Immerhin, die deutsche Öffentlichkeit scheint einen Schritt weiter zu sein als im Februar 2020. Nur schade, dass dazu offenbar erst ein Richterspruch notwendig ist. Anders als vor zweieinhalb Jahren scheint jetzt doch vielen Beobachtern langsam klar zu werden, es war nicht korrekt wie Bundeskanzlerin Angela Merkel bei ihrer inzwischen legendären Pressekonferenz von Südafrika aus versucht hat, in Thüringen zu intervenieren. Dass die Kanzlerin, die in diesem Statement eben als Regierungschefin und nicht als CDU-Politikerin oder gar Privatperson Angela M. sprach, ihre gebotene Neutralitätspflicht verletzt hat, musste eigentlich schon damals jedem mit Gefühl für politischen Stil klar sein.
Blamierte Ex-Kanzlerin
Nun haben wir es mit Brief und Siegel aus Karlsruhe.

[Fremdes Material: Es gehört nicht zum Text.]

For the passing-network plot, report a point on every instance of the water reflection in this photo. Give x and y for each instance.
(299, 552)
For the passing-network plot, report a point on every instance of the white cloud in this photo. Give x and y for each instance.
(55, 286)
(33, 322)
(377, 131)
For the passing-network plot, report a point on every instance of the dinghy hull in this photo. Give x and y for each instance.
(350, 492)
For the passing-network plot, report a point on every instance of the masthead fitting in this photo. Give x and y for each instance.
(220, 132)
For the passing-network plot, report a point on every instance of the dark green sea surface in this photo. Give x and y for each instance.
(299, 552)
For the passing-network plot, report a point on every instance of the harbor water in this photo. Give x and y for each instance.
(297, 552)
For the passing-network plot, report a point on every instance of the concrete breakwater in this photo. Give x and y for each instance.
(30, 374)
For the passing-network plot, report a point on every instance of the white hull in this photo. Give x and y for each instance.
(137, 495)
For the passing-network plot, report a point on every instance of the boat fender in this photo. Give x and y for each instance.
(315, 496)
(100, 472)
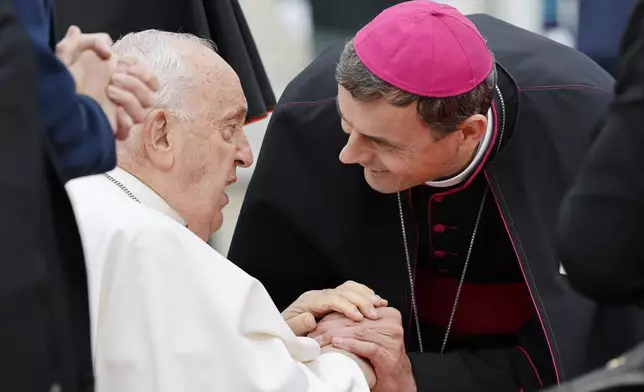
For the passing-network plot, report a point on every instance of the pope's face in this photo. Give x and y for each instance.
(394, 146)
(213, 146)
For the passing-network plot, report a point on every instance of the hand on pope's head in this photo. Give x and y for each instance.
(75, 43)
(132, 88)
(124, 88)
(355, 301)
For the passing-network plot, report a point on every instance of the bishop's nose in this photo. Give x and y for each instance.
(354, 152)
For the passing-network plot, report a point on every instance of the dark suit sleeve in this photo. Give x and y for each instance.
(502, 370)
(600, 236)
(76, 126)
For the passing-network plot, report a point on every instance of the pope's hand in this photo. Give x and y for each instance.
(355, 301)
(380, 341)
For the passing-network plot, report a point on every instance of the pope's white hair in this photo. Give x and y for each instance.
(157, 49)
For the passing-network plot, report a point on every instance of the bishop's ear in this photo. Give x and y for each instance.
(157, 139)
(473, 130)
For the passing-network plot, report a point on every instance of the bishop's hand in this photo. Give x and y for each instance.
(354, 300)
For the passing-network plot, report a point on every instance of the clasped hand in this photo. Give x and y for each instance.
(124, 87)
(356, 322)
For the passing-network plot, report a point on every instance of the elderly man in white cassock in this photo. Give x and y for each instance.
(168, 312)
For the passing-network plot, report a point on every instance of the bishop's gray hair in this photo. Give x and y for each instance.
(442, 115)
(156, 49)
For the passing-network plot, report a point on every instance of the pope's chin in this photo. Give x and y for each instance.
(382, 181)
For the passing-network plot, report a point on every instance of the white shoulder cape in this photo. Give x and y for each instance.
(170, 314)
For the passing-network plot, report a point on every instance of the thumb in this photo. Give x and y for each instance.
(302, 324)
(72, 31)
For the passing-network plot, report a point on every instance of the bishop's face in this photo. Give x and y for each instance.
(394, 146)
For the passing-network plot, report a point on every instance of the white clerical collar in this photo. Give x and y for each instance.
(480, 153)
(144, 194)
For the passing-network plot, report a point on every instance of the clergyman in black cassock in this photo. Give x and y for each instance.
(44, 315)
(310, 222)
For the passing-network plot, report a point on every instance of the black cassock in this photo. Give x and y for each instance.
(310, 222)
(44, 309)
(219, 20)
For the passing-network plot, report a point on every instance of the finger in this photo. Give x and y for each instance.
(146, 75)
(302, 324)
(324, 327)
(127, 82)
(364, 303)
(337, 303)
(128, 101)
(362, 349)
(358, 332)
(72, 31)
(124, 124)
(70, 48)
(364, 290)
(355, 286)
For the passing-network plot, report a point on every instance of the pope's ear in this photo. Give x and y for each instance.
(157, 140)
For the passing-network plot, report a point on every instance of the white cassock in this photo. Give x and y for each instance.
(170, 314)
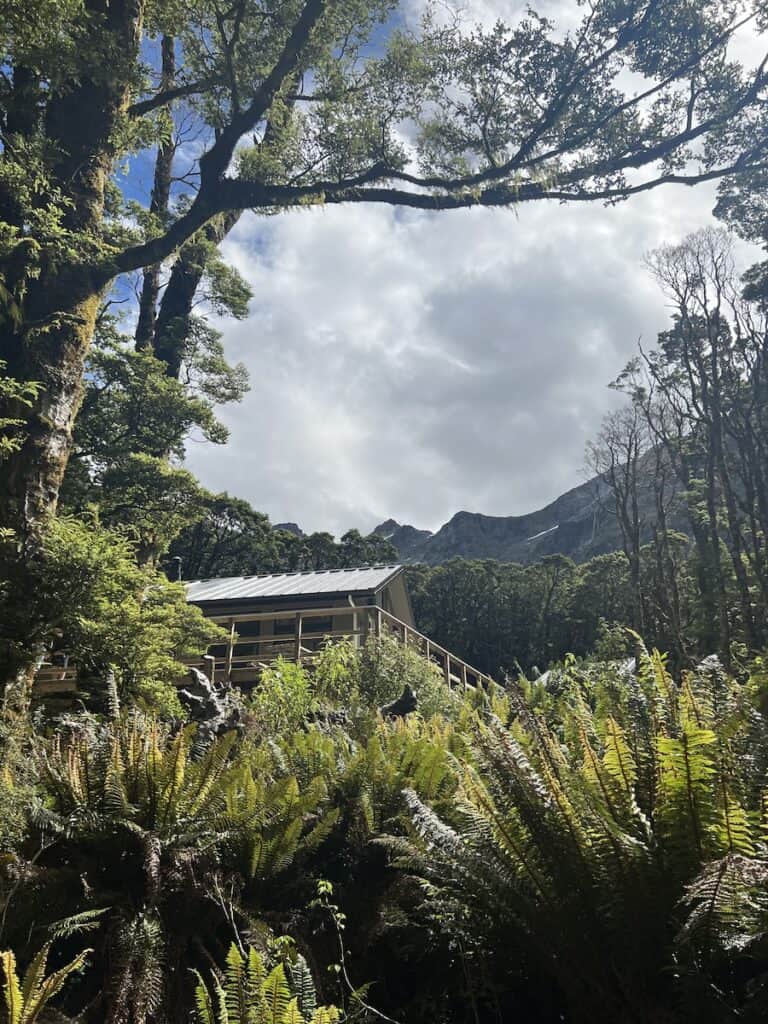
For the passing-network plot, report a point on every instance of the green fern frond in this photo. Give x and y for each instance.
(276, 994)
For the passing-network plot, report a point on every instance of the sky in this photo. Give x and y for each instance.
(409, 365)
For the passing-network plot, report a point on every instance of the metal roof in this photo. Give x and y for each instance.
(365, 580)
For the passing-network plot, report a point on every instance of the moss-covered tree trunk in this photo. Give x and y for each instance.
(48, 328)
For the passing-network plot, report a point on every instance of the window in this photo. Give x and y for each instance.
(317, 625)
(284, 627)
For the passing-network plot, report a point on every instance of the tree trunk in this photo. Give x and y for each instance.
(58, 313)
(159, 206)
(172, 325)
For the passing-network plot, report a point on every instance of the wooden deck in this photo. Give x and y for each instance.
(242, 658)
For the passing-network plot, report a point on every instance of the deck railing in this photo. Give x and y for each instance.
(242, 656)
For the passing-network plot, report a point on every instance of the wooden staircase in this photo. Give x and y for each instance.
(242, 658)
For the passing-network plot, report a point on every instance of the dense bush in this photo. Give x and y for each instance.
(587, 846)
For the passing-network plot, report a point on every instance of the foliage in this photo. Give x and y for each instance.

Doch statt Kritik erntete Merkel damals allenthalben Lob, ja wurde gar zur Retterin der Demokratie vor der blauen Bedrohung verklärt. Nun ist die Lage anders: Die Alt-Kanzlerin, die in der letzten Woche noch von ihren Fans nach ihrem Berliner Ensemble-Auftritt als politische Stil-Ikone gefeiert wurde, ist blamiert bis auf die Knochen. Blamiert ist aber vor allem die Bundesrepublik: Die ganze Causa ist ein Armutszeugnis für die politische Kultur in diesem Land. Und die traurige Pointe: Ausgerechnet ihren politischen Todfeinden von der AfD hat Merkel auf diese Weise einen Sieg auf dem Silbertablett serviert. Bei Chrupalla und Co knallen die Sektkorken. Kurz vor ihrem Bundesparteitag und angesichts des allgemeinen Abwärtstrends, den die Partei erfasst hat, kann die AfD diesen Erfolg mehr als gebrauchen.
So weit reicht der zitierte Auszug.